Fourth, the draft amendment raises the threshold for personal income tax from 3,500 yuan a month to 5,000 yuan a month (or 60,000 yuan a year), reducing the tax burden of low-and medium-income groups.

Fifth, the draft also allows deduction of special expenses such as children's education, treatment for serious diseases, and payments of mortgage interest and rent from the taxable income of individuals. This will make China's individual income tax adjustment more differentiated, targeted and reasonable, promoting a fair tax system.

The draft amendment also has more clauses on anti tax evasion, which will help the tax authorities to better manage the individual income tax system. In other words, the draft amendment truly facilitates tax reform.

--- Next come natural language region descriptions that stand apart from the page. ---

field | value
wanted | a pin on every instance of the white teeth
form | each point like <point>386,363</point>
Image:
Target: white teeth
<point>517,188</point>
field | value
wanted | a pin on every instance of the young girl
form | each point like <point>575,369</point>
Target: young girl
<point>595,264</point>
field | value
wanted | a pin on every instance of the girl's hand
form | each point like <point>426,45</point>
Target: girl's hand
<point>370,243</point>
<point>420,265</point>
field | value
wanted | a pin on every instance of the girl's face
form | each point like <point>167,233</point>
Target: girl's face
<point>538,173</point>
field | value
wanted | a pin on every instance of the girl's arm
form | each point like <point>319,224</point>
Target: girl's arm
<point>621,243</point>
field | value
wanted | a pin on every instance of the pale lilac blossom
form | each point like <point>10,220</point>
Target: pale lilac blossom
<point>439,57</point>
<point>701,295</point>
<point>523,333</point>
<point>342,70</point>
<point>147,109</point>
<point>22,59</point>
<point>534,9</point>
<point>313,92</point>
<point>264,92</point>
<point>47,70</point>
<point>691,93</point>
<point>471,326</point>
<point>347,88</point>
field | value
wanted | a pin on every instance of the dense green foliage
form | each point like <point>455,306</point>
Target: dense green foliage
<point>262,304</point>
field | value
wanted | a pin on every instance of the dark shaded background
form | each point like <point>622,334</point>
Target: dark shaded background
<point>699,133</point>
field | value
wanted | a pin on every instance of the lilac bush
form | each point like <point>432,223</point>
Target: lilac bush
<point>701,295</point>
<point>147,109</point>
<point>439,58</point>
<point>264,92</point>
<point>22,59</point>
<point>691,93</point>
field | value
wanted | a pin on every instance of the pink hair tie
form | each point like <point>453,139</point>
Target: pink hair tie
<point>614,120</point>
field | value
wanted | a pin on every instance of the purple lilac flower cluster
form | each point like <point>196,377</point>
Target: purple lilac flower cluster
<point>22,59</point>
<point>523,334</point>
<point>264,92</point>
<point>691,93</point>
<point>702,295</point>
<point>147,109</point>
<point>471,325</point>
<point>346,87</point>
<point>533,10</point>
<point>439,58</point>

In the next stage, the top legislature could discuss whether some preferential tax rates could be imposed on incomes such as remuneration and lecture fee, in order to show the country attaches great value to learned people and intellectuals.

Still, some people are worried that if China's top legislature approves the draft amendment, the government's fiscal revenue would drop.

Individual income tax accounts for less than 7 percent of China's overall fiscal income. So even if the tax reform puts some pressure on China's fiscal revenue in the initial stages, in the ultimate analysis it will not have a huge impact on the fiscal revenue if the authorities manage to build a sound taxation system.

Moreover, the socio-economic trend is one of rising individual incomes. And if individuals' incomes continue to increase, the amount of personal income tax collected will also increase, offsetting the pressure created by a possible reduction in tax revenue owing to the personal income tax reform.

The author is chief economist with the China Academy of New Supply-side Economics.